A Fitch incide os fatores de risco na evolução nos parceiros comerciais mas acrescenta um outro — o PRR (Programa de Recuperação e Resiliência), cujo desenvolvimento, aponta a agência, “está a ser mais lento do que o esperado”.

Ao Observador, Alex Muscatelli, diretor da agência de rating e que olhou para Portugal, refere que “um desenvolvimento mais rápido apoiaria, certamente, à despesa e investimento globais, e ao crescimento do PIB”, ainda que realce que “é justo dizer que em muitos países não estamos a ver um desenvolvimento linear dos fundos na economia, mas antes um desenvolvimento lento, que provavelmente vai acelerar em 2024 até 2026”.

O Banco de Portugal também vê maior contágio dos fundos no crescimento económico nos dois últimos anos do programa. Para 2025 volta a projetar uma subida de 2,1%.

Apesar das nuvens, a Fitch reviu o rating em alta. Alex Muscatelli refere, em respostas escritas ao Observador, que a revisão tem por base “a nossa visão sobre as perspetivas macroeconómicas para este ano e para os próximos anos”, tendo as de 2024 enfraquecido não apenas em Portugal mas também na zona euro, pelo que “a nossa decisão de rating é robusta para um cenário base de crescimento da atividade económica mais fraco.”

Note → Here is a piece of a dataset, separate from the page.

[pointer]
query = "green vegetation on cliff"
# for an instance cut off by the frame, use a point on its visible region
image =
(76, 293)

Alex Muscatelli, diretor da Fitch, explicou ao Observador o que levou a agência a mudar o rating de Portugal, mesmo tendo um outlook estável

Um ano de excedentes

Um outro motivo para a Fitch ter melhorado o perfil da dívida nacional é o das contas públicas. Ao contrário do que era estimado no programa de estabilidade tudo aponta agora para um excedente nas contas públicas já em 2023. António Costa, primeiro-ministro, anunciou essa possibilidade e Fernando Medina reiterou-a aos partidos com assento parlamentar.

E se à esquerda se contesta a existência de excedente sem utilizar esse dinheiro na ajuda às famílias, já o Governo vai alertando para o facto de haver uma boleia positiva para esse marco com a inflação que garantiu mais receita fiscal, mas que não se fazem orçamentos com base em fatores extraordinários, mas antes com base num cenário de continuidade.

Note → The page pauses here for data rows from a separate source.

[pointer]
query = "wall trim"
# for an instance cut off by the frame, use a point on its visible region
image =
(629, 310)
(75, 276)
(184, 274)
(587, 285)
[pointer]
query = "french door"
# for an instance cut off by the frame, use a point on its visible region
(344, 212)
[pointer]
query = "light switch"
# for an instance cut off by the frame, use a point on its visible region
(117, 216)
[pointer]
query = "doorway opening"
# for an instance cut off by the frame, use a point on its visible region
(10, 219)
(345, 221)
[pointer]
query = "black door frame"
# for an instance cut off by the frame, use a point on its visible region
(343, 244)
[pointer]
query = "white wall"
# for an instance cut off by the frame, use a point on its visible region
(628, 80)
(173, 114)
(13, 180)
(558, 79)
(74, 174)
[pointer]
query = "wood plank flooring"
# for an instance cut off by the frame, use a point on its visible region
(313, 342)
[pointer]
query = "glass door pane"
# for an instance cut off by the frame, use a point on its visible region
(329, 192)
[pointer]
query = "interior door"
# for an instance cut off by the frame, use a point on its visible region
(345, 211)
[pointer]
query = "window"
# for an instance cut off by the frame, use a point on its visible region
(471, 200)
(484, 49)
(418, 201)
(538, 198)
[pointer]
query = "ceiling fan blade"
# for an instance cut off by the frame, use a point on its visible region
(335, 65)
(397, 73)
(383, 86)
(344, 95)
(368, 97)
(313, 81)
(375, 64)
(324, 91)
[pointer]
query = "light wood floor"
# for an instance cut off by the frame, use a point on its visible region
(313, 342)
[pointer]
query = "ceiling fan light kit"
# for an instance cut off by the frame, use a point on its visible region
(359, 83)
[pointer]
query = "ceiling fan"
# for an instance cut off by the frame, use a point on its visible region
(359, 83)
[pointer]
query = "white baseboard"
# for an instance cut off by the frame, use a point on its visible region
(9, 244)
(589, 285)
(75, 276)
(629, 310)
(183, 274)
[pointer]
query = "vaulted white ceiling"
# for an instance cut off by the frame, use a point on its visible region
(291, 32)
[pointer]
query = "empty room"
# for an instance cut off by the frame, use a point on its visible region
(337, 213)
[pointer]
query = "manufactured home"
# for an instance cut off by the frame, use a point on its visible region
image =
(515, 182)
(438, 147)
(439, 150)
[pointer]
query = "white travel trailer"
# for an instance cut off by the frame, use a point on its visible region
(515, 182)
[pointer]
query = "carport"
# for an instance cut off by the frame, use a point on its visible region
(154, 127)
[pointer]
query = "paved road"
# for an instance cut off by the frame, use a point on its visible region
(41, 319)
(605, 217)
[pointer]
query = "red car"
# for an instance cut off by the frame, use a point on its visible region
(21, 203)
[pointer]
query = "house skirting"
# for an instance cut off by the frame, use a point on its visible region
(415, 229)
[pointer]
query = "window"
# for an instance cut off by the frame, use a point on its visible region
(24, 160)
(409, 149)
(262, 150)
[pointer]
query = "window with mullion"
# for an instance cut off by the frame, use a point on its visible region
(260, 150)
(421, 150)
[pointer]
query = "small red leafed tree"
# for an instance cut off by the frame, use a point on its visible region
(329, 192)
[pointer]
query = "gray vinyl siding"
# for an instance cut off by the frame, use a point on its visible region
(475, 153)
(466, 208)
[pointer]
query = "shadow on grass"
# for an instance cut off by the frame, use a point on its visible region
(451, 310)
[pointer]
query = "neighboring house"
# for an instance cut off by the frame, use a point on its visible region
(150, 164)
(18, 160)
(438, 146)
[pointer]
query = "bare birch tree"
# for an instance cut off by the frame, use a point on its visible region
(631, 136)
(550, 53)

O diretor da Fitch acredita que existe um compromisso deste Governo para com a consolidação orçamental.

Ao Observador, Alex Muscatelli explica em concreto o que levou ao upgrade da notação financeira: “O sobredesempenho orçamental que aponta para um excedente este ano, contra a projeção de défice no programa de estabilidade de abril e a nossa anterior projeção”. A Fitch aponta agora para um excedente de 0,5% do PIB este ano, de 0,4% em 2024 e de 0,3% em 2025, “à medida que o abrandamento económico traz o PIB para um nível mais próximo da taxa de crescimento potencial e à medida que o crescimento na despesa é contido”. O excedente primário deverá atingir 2,6% este ano, mantendo-se próximo desse nível em 2024 e 2025, “bem acima” da mediana dos pares que estão com rating A (projeção para 2025 de -1,8%) mas abaixo dos níveis de 2019, em que atingiu 3,1%.

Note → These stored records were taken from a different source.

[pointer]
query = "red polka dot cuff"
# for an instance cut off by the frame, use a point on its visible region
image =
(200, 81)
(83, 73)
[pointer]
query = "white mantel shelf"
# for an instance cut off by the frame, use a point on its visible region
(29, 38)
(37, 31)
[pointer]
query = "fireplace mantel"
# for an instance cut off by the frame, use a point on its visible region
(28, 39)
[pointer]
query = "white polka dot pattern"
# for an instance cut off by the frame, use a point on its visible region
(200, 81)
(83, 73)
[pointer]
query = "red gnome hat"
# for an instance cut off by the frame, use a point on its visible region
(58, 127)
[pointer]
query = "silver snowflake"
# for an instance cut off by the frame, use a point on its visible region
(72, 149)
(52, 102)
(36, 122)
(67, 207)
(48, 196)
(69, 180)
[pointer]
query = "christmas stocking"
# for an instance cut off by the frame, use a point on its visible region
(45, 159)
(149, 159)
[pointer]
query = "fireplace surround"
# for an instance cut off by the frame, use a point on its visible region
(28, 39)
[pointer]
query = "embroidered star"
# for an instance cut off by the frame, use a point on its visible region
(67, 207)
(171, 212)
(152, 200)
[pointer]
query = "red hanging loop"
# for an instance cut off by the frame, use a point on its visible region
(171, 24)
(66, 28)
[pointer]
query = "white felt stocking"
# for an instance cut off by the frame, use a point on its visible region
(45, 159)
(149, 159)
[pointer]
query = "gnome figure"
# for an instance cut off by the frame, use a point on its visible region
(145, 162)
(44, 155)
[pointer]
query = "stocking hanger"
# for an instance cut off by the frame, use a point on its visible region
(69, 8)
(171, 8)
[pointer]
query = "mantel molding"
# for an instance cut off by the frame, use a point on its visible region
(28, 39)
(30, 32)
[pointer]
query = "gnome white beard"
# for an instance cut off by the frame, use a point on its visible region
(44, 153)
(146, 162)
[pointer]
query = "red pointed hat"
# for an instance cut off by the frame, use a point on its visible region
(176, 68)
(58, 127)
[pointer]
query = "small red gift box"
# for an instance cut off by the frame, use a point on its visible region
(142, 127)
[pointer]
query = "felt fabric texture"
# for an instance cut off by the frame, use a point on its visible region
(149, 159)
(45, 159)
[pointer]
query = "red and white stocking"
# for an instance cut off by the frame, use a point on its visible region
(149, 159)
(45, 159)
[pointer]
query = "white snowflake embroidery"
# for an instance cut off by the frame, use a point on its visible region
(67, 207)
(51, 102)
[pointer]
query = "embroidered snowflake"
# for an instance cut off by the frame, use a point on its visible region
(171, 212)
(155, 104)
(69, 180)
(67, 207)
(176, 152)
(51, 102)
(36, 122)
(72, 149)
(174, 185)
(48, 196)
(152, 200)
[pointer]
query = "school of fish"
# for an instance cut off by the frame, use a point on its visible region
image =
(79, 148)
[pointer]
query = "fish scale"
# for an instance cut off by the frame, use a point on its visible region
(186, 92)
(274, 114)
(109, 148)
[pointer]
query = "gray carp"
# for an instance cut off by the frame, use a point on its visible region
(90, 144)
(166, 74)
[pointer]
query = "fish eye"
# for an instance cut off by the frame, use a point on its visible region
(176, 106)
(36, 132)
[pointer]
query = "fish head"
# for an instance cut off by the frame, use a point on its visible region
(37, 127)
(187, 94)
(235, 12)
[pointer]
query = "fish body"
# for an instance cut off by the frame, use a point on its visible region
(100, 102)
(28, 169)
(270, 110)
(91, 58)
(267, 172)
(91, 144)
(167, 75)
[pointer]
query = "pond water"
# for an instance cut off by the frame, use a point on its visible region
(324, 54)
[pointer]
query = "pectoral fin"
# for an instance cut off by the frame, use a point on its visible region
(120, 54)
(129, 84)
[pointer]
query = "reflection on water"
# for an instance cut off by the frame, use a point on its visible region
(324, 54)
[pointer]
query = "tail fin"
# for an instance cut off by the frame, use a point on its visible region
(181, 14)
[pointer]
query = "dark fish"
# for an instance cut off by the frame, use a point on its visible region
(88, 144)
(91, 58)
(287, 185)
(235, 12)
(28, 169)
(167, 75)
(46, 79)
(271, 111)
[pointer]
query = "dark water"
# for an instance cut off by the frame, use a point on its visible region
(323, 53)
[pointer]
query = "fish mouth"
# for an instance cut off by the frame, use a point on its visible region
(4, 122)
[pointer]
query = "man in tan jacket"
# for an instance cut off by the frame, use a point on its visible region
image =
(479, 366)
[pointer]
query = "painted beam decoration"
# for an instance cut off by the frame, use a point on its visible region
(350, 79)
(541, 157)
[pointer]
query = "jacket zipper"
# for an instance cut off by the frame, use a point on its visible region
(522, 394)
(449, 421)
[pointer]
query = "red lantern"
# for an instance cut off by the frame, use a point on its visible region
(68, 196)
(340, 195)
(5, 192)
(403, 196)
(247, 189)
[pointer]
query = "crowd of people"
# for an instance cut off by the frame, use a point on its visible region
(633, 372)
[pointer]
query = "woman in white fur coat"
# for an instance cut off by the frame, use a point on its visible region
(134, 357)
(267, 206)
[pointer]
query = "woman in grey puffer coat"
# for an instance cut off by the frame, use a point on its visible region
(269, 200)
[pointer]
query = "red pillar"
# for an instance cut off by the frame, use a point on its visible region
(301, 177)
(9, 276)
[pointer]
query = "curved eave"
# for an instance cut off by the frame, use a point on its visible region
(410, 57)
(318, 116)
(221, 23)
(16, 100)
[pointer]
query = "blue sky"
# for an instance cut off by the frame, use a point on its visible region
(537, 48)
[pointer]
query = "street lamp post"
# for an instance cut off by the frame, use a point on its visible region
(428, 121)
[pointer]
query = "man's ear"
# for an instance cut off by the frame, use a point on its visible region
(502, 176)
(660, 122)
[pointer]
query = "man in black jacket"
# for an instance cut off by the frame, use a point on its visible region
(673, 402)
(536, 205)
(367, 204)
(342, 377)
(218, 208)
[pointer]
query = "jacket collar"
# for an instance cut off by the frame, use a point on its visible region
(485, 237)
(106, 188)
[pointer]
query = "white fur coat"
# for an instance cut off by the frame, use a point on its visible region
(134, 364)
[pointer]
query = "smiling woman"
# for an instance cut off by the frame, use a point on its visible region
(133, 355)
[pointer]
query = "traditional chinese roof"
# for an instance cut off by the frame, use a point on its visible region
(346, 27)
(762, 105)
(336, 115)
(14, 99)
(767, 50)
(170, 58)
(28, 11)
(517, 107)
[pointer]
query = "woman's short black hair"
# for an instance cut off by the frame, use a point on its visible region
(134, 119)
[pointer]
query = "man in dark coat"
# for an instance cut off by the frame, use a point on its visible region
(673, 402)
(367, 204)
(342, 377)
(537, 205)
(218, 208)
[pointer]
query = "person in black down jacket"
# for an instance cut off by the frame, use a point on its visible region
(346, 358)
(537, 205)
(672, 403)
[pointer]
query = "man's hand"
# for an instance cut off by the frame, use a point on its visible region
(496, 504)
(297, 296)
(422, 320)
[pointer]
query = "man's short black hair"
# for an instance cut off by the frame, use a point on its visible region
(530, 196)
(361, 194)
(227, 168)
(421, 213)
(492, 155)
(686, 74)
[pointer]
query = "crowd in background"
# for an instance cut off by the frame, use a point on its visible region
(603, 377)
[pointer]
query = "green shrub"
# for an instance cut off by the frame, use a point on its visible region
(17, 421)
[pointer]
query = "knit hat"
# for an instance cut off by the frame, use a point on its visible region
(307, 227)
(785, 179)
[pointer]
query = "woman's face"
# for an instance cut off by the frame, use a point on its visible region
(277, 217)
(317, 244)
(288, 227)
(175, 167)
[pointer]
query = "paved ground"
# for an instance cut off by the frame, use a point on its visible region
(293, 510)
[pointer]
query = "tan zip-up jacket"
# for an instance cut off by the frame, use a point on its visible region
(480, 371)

“O principal impulsionador desta avaliação melhorada é uma redução mais rápida do que a esperada nas despesas em percentagem do PIB. Finalmente, esperamos que a balança corrente volte a ser excedentária este ano”, acrescenta o responsável da Fitch.

Mas, acrescenta o responsável, “estas projeções podem ser afetadas por mudanças de política e prioridades políticas do orçamento para 2024, mas acreditamos que existe um elevado nível de compromisso em relação à consolidação orçamental por parte do atual Governo português”.

E uma descida na dívida

Não foi indicado pelos partidos se o Governo tenciona alterar novamente as projeções para a dívida pública. No programa de estabilidade atravessava-se com uma projeto de 107,5% do PIB para este ano, descendo para 103% em 2024, baixando para níveis inferiores a 100% a partir desse ponto. Para 2025, aponta para 99,2%, em 2026 para 95,6% e em 2027 para 92%.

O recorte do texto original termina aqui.